Rescue workers pulled a two-week old baby from wreckage of a building 47 hours after a 7.2 magnitude earthquake struck eastern Turkey, killing hundreds of people.
A rescue worker in the eastern city of Ercis was seen on Turkish NTV handing the baby over to a medic. The baby, named Azra Karaduman, was rescued from a seven-story apartment building that collapsed on Sunday after a powerful earthquake crippled parts of the country, including the towns of Van and Ercis.
Shortly after the baby was removed, rescuers dove into the rubble and pulled out the baby's 25-year-old mother, who was sent to a nearby hospital. The child's grandmother was extracted next from the crumbled apartment building. Their condition were unclear, as was the fate of the father and 15 to 20 others believed to be trapped in the debris at that one site.
The death toll from the devastating earthquake has now risen to 366, with 1,301 people injured, officials said Tuesday.

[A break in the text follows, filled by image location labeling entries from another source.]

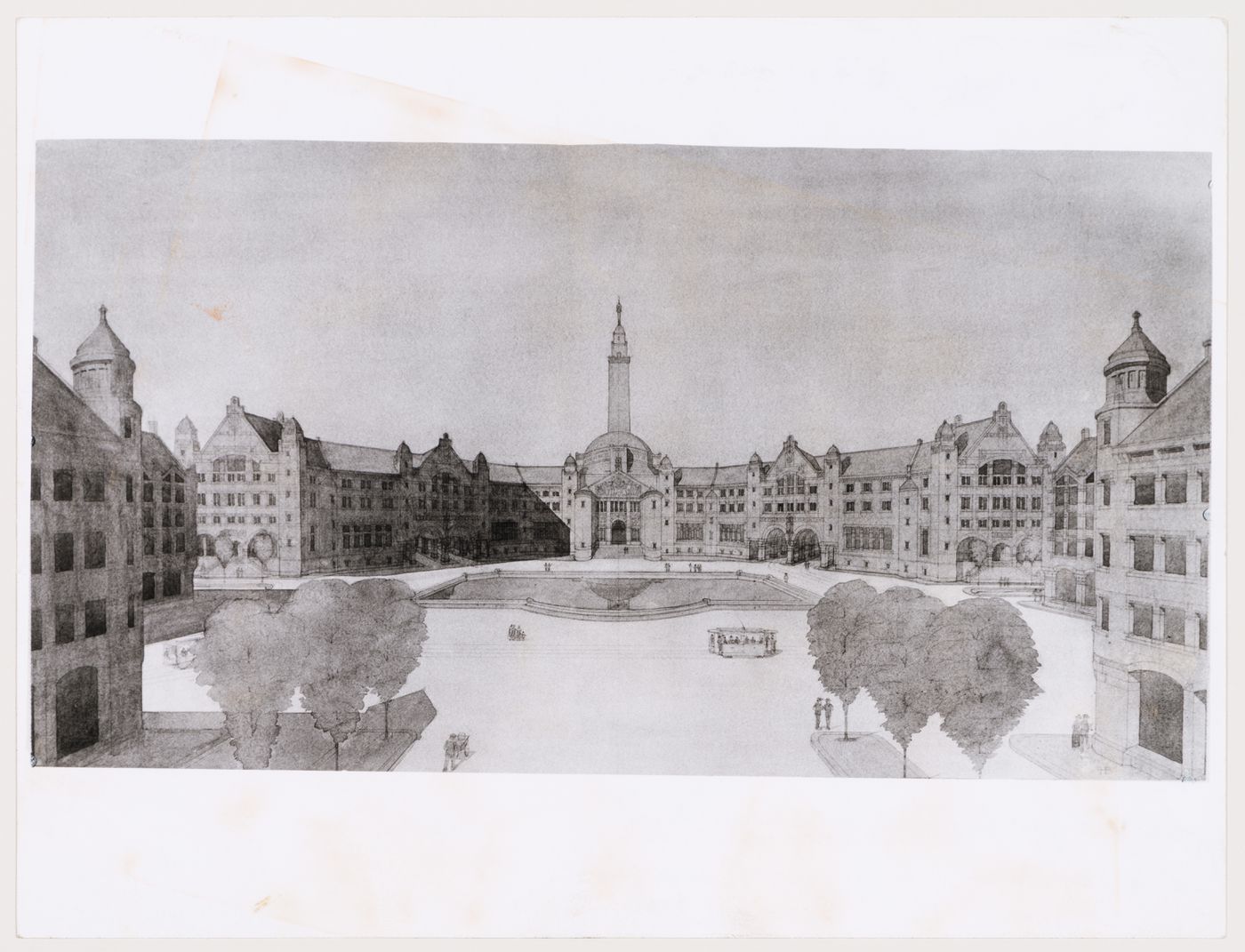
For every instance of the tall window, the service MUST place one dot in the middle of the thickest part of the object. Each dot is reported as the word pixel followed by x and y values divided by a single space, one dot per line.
pixel 62 551
pixel 62 485
pixel 64 624
pixel 92 485
pixel 1173 556
pixel 96 548
pixel 1173 626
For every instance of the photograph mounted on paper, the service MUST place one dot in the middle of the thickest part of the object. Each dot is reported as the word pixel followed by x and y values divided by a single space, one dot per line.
pixel 657 460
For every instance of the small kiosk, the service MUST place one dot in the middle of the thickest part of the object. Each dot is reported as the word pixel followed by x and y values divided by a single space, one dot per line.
pixel 743 643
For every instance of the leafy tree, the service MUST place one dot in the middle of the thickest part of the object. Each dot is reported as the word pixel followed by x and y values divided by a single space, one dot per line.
pixel 223 550
pixel 984 659
pixel 842 652
pixel 243 660
pixel 977 551
pixel 1030 550
pixel 898 626
pixel 354 640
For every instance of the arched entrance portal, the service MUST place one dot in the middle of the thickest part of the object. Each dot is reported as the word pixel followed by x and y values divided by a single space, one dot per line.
pixel 970 556
pixel 77 709
pixel 1161 716
pixel 806 548
pixel 775 544
pixel 1064 585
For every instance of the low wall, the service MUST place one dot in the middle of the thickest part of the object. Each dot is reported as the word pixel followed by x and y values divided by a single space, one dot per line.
pixel 177 618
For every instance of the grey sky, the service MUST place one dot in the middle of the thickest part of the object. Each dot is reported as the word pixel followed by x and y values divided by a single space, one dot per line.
pixel 382 292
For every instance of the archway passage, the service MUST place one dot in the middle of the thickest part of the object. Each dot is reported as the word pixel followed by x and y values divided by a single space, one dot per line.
pixel 775 544
pixel 77 711
pixel 806 548
pixel 1064 585
pixel 1161 716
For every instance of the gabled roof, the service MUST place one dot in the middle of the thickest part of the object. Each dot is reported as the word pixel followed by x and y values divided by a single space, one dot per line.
pixel 358 460
pixel 268 429
pixel 889 460
pixel 1082 460
pixel 711 476
pixel 1136 346
pixel 514 473
pixel 1183 413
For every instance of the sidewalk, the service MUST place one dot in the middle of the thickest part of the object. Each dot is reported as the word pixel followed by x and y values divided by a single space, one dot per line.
pixel 863 756
pixel 1055 755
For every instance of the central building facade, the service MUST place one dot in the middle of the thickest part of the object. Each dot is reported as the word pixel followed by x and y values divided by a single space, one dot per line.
pixel 968 500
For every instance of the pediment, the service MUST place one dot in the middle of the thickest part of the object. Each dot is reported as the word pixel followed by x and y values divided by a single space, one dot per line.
pixel 619 485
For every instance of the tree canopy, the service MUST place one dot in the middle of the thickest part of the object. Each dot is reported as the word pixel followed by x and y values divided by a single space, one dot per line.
pixel 333 643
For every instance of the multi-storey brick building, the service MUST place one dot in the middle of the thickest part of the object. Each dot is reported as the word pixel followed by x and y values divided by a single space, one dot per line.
pixel 971 498
pixel 111 532
pixel 1152 553
pixel 273 500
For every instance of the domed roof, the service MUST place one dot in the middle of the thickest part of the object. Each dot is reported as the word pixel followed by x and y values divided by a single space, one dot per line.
pixel 618 438
pixel 1136 348
pixel 101 344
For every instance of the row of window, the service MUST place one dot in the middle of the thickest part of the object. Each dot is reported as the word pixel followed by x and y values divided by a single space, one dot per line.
pixel 366 537
pixel 65 621
pixel 95 612
pixel 1145 550
pixel 93 487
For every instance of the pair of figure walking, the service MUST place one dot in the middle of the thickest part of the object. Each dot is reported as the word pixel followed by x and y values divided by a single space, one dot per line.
pixel 1080 733
pixel 822 707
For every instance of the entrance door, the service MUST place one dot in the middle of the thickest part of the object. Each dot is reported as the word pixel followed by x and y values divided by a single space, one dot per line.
pixel 77 711
pixel 1161 716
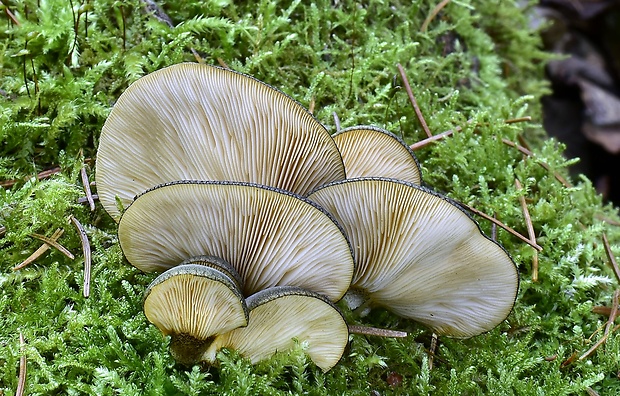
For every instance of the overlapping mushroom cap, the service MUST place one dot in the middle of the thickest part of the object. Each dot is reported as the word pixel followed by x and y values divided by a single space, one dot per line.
pixel 421 256
pixel 193 303
pixel 271 237
pixel 371 151
pixel 199 122
pixel 280 316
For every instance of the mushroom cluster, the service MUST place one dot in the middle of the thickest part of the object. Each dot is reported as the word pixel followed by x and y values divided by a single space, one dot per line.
pixel 259 221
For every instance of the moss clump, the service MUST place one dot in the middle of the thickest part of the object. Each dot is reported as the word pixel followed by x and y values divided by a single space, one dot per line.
pixel 65 63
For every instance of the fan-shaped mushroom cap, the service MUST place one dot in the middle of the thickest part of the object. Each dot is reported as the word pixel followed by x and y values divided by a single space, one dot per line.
pixel 199 122
pixel 375 152
pixel 271 237
pixel 281 315
pixel 193 303
pixel 421 256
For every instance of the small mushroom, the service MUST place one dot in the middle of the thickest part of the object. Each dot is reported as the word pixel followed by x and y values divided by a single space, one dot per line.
pixel 199 122
pixel 281 315
pixel 375 152
pixel 421 256
pixel 270 236
pixel 194 303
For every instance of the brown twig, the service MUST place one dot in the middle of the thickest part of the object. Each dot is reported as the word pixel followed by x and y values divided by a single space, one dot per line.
pixel 427 141
pixel 614 311
pixel 432 350
pixel 87 255
pixel 530 230
pixel 86 185
pixel 10 14
pixel 54 243
pixel 21 381
pixel 543 164
pixel 414 102
pixel 520 119
pixel 84 200
pixel 611 257
pixel 607 220
pixel 598 344
pixel 222 63
pixel 365 330
pixel 603 310
pixel 433 14
pixel 336 121
pixel 57 234
pixel 439 136
pixel 505 227
pixel 41 175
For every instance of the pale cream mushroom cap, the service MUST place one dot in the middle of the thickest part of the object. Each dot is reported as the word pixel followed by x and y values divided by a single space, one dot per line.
pixel 368 151
pixel 281 316
pixel 421 256
pixel 193 303
pixel 271 237
pixel 198 122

According to a statement released by the Disaster and Emergency Administration, the quake that struck Turkey's Van province Sunday afternoon has caused 2,262 buildings to collapse.
In the towns of Van and Ercis crews of rescuers and civilians continue to use everything from back-hoes to bare hands to dig for survivors. Five people were brought to safety on Monday, including two children and a man who used his cell phone to lead searchers to his location. .
Yalcin Akay called a police emergency line after suffering a leg injury and getting buried underneath the rubble of a six-story building, the Associated Press reported. .
Four others included two children who were rescued from the same building and a 21-year-old woman who had been trapped for about 27 hours. .
The Turkish Interior Minister Idris Naim Sahin Sahin said that 80 multi-story buildings had collapsed in the town of Ercis, with people trapped in 40 of them. .
"Rescue work is ongoing, especially at buildings where [rescuers] have determined survivors," Sahin said. .
The death toll is expected to rise, but not to as many as the thousands as originally thought. .
"There could be around 100 people [in the rubble]," Sahin said. "But we are not talking about thousands." .
The quake, which hit at 1:41 p.m. local time Sunday, was upgraded from a preliminary magnitude of 6.6 to 7.3 magnitude. The U.S. Geological Survey later revised the magnitude to 7.2.
The depth of the epicenter was considered shallow -- 12.4 miles, shallower than the earthquake that devastated Haiti in January 2010 -- and more potentially destructive, combined with the poor building codes in the region.
According to the Hakki Erskoy with the Turkish Red Crescent, there were at least 120 aftershocks on Sunday. Erskoy said that the high number aftershocks isn't affecting the search and rescue efforts, as most of the families have moved from their homes and settled in tents.
Residents spent the night outdoors and lit campfires, while others sought shelter with relatives in nearby villages. Most of these buildings in the affected part of Turkey are not built up to a code that would protect against
earthquakes. Turkey does have fairly stringent building codes but a lot of the buildings are just ignored or they are not enforced. It is estimated that only one-third of buildings in Turkey comply with codes.
The last major earthquake to hit the country was in 1999, when 18,000 people were killed, according the AP.